My Sql Note: Deleting Duplicate Rows

There are several methods to clean up duplicate data. The following sections include the windowing, surrogate key, and SELECT DISTINCT INTO methods.

To experiment with duplicate data, the following script sets up a poorly designed (no primary key) table and inserts some duplicate data:

USE tempdb ;

CREATE TABLE DupsNoPK (

Col1 INT NULL,

Col2 CHAR (5) NULL

);

-- Insert multiple dup rows (can be executed mulitple times)

INSERT DupsNoPK (Col1, Col2)

VALUES (1, ‘abc’),

(2, ‘abc’),

(7, ‘xyz’),

(7, ‘xyz’)

To verify that the table does in fact have duplicate data, the following query uses a GROUP BY and HAVING clause to return only the duplicated rows, with a count of the number of duplicates:

SELECT Col1, Col2, COUNT(*) AS DupCount

FROM DupsNoPK

GROUP BY Col1, Col2

HAVING COUNT (*) > 1;

Result:

Col1 Col2 DupCount

----------- ----- -----------

2 abc 3

7 xyz 2

Deleting duplicate rows using windowing:

Of the three methods to remove duplicate rows, this method is the most straightforward because it doesn’t need to alter the table or generate a second table.

The key to this method is using the windowing’s OVER() clause with a ROW_NUMBER() function and a partition.
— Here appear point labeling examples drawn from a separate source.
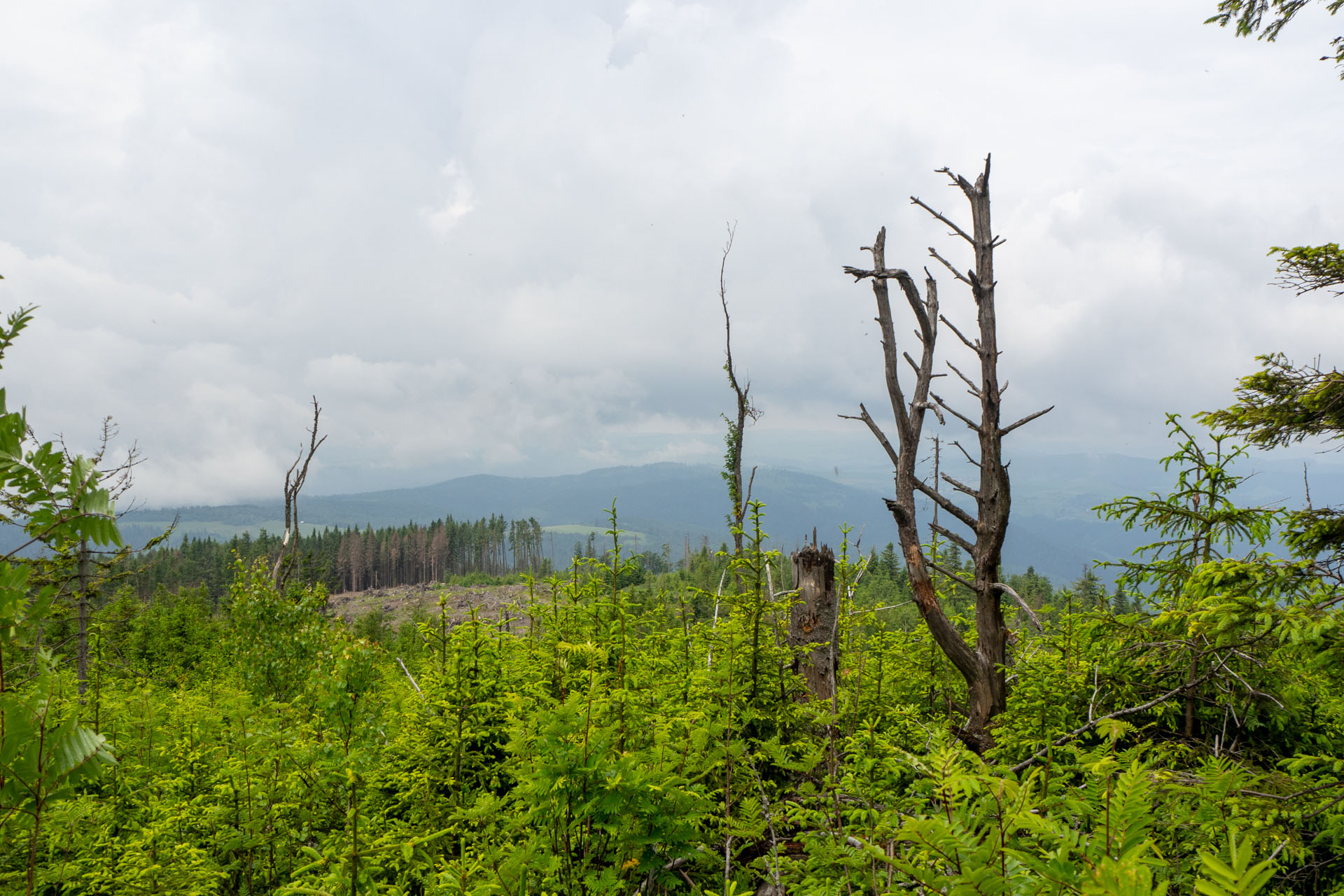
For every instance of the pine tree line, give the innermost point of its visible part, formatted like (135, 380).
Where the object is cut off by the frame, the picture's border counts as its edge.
(356, 559)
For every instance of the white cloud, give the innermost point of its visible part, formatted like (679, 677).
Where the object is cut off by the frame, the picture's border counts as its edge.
(225, 210)
(458, 203)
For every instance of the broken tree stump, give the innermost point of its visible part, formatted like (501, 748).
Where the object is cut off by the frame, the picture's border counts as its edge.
(812, 621)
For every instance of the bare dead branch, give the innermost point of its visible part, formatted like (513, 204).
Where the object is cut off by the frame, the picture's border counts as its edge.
(960, 416)
(974, 347)
(946, 504)
(948, 265)
(1119, 713)
(1026, 419)
(955, 577)
(961, 486)
(956, 230)
(876, 431)
(927, 406)
(295, 479)
(952, 536)
(971, 460)
(974, 390)
(1031, 614)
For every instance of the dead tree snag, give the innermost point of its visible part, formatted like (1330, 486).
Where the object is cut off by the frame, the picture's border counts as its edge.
(981, 665)
(295, 479)
(812, 621)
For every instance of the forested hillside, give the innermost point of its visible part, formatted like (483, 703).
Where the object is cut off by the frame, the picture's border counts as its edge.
(894, 710)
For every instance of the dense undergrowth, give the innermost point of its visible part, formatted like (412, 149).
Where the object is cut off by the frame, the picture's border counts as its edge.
(605, 741)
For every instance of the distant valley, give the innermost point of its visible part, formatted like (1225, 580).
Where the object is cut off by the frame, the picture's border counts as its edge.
(1053, 527)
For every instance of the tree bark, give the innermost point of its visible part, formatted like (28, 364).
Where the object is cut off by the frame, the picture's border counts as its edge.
(983, 665)
(812, 621)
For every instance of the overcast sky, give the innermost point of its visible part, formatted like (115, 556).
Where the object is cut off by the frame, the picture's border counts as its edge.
(487, 235)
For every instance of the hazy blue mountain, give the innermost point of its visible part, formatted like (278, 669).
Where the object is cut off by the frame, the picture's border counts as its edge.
(1053, 526)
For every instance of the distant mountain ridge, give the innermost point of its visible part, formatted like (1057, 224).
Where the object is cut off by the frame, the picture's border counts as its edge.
(1053, 527)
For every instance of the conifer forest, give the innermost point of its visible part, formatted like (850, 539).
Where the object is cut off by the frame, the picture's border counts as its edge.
(190, 716)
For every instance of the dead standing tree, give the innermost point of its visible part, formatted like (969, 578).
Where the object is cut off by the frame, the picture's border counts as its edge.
(745, 410)
(295, 479)
(981, 665)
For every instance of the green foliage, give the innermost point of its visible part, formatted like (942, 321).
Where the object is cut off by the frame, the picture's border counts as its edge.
(631, 729)
(1249, 16)
(45, 750)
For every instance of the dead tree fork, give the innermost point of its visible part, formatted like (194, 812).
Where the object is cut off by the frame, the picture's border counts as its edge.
(983, 532)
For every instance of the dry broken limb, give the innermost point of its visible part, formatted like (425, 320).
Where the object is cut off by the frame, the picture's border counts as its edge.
(295, 479)
(745, 412)
(981, 665)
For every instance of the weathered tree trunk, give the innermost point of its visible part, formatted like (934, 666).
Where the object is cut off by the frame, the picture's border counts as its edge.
(83, 648)
(812, 621)
(981, 665)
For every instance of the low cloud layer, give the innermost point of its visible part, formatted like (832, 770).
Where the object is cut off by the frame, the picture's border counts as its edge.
(488, 238)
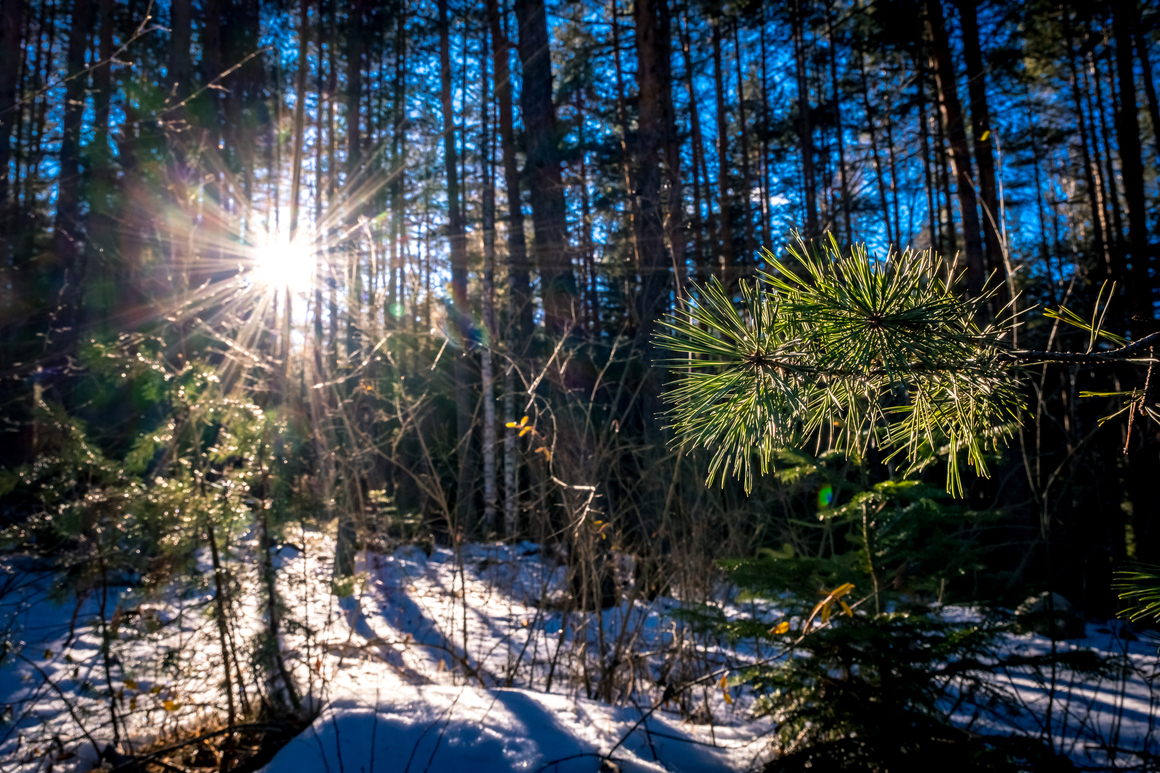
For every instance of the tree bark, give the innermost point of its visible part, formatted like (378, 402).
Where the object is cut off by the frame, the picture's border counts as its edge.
(980, 129)
(726, 272)
(745, 199)
(959, 152)
(519, 304)
(1090, 168)
(543, 168)
(458, 250)
(517, 251)
(652, 78)
(838, 121)
(805, 130)
(67, 238)
(487, 302)
(700, 166)
(1131, 168)
(11, 51)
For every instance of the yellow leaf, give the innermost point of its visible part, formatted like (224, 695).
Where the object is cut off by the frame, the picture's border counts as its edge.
(842, 590)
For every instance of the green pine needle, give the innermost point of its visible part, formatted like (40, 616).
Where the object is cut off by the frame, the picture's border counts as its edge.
(839, 349)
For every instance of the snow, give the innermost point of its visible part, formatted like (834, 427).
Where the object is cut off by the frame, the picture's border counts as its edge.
(464, 662)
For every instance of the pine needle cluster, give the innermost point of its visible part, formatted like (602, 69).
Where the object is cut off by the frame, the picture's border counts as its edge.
(843, 351)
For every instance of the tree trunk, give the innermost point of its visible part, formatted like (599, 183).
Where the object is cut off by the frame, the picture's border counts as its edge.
(805, 130)
(67, 239)
(871, 120)
(652, 78)
(487, 302)
(11, 51)
(543, 168)
(700, 166)
(458, 250)
(726, 272)
(1090, 168)
(838, 121)
(520, 301)
(751, 244)
(1131, 168)
(980, 128)
(626, 163)
(959, 152)
(519, 304)
(299, 124)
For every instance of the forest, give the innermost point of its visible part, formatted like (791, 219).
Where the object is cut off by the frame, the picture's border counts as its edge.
(579, 385)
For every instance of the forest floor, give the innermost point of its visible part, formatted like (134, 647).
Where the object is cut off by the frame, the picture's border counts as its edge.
(385, 673)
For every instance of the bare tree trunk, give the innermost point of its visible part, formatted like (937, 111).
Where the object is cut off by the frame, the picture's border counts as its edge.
(519, 304)
(543, 168)
(11, 51)
(805, 130)
(397, 286)
(959, 152)
(652, 78)
(727, 265)
(928, 174)
(871, 121)
(838, 121)
(1142, 51)
(487, 301)
(1131, 168)
(980, 127)
(700, 166)
(299, 124)
(66, 237)
(457, 237)
(1090, 168)
(751, 245)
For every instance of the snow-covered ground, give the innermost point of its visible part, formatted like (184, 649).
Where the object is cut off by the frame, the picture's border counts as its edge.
(455, 662)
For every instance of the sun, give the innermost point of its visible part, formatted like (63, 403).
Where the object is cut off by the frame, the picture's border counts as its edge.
(282, 262)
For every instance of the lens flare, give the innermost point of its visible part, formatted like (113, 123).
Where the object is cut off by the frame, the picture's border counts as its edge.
(282, 264)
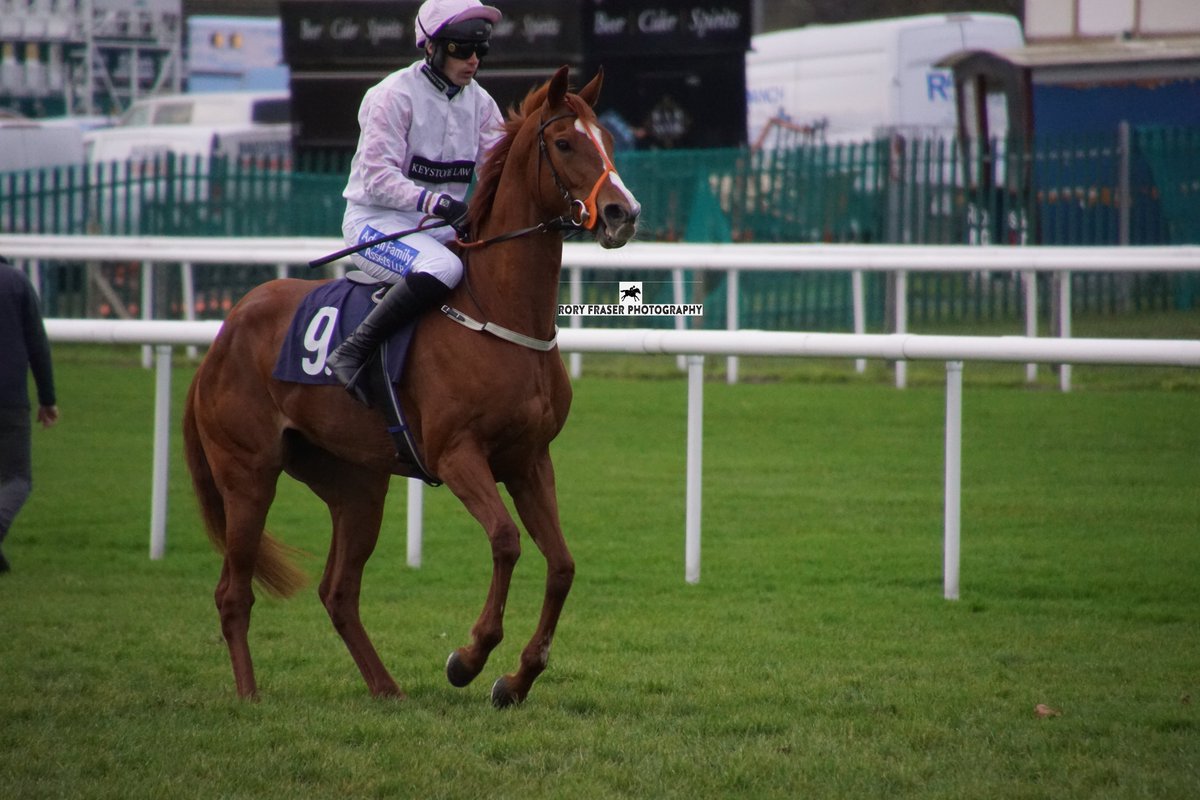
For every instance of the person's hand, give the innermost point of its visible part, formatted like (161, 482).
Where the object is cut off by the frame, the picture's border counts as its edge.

The partition will begin renumbering with every new partition. Set the OVER() clause to PARTITION BY every column to be checked for duplicate data. In this case, every column is being checked.

Running the windowing query first shows how it applies the row number:

SELECT Col1, Col2,

ROW_NUMBER() OVER (PARTITION BY Col1, Col2 ORDER BY Col1) AS rn

FROM DupsNoPK

Result:

Col1 Col2 rn

----------- ----- --------------------

1 abc 1

2 abc 1

2 abc 2

2 abc 3

7 xyz 1

7 xyz 2

Every duplicate row has an rn value of greater than 1, so it’s now easy to delete the duplicates:

WITH DupsNumbered

AS (

SELECT Col1, Col2,

ROW_NUMBER() OVER (PARTITION BY Col1, Col2 ORDER BY Col1) AS rn

FROM DupsNoPK

)

DELETE DupsNumbered

WHERE rn > 1;

The next SELECT tests the effect of the windowing remove duplicates query:

SELECT Col1, Col2

FROM DupsNoPK;

Result:

Col1 Col2

----------- -----

1 abc

2 abc

7 xyz

Deleting duplicate rows using a surrogate key:

A traditional method of removing duplicate rows uses a surrogate key to uniquely identify each row.

This means the table itself must be altered to add the surrogate key column.

Assuming the DupsNoPK table is reset with the original rows, the following script applies an IDENTITY surrogate key and looks at the altered table:

ALTER TABLE dbo.DupsNoPK

ADD PK INT IDENTITY NOT NULL

CONSTRAINT PK_DupsNoPK PRIMARY KEY;

SELECT *

FROM DupsNoPK;

Result:

Col1 Col2 PK

----------- ----- -----------

1 abc 74

2 abc 75

2 abc 76

2 abc 77

7 xyz 78

7 xyz 79

To search and destroy the duplicate data, the next query finds and deletes all the rows with matching Col1 and Col2 data but higher primary key values:

DELETE DupsNoPK

WHERE EXISTS ( SELECT *

FROM DupsNoPK AS D1

WHERE D1.Col1 = DupsNoPK.Col1

AND D1.Col2 = DupsNoPK.Col2

AND D1.PK > DupsNoPK.PK );

SELECT *

FROM DupsNoPK;

Result:

Col1 Col2 PK

----------- ----- -----------

1 abc 74

2 abc 77

7 xyz 79

Approach 2:

DELETE
FROM DupsNoPK
WHERE PK NOT IN
(
SELECT MAX(PK)
FROM DupsNoPK
GROUP BY col1,col2)

Approach 3:

DELETE
FROM DupsNoPK
WHERE PK NOT IN
(
SELECT MIN(PK)
FROM DupsNoPK
GROUP BY col1,col2)

Deleting duplicate rows using select distinct into:

The third method of removing duplicate data may seem crude, but if the goal is to remove duplicates while creating a new table — perhaps as part of an ETL process — it may be the best choice.

A SELECT DISTINCT will automatically pass the data through a filter that eliminates duplicate rows.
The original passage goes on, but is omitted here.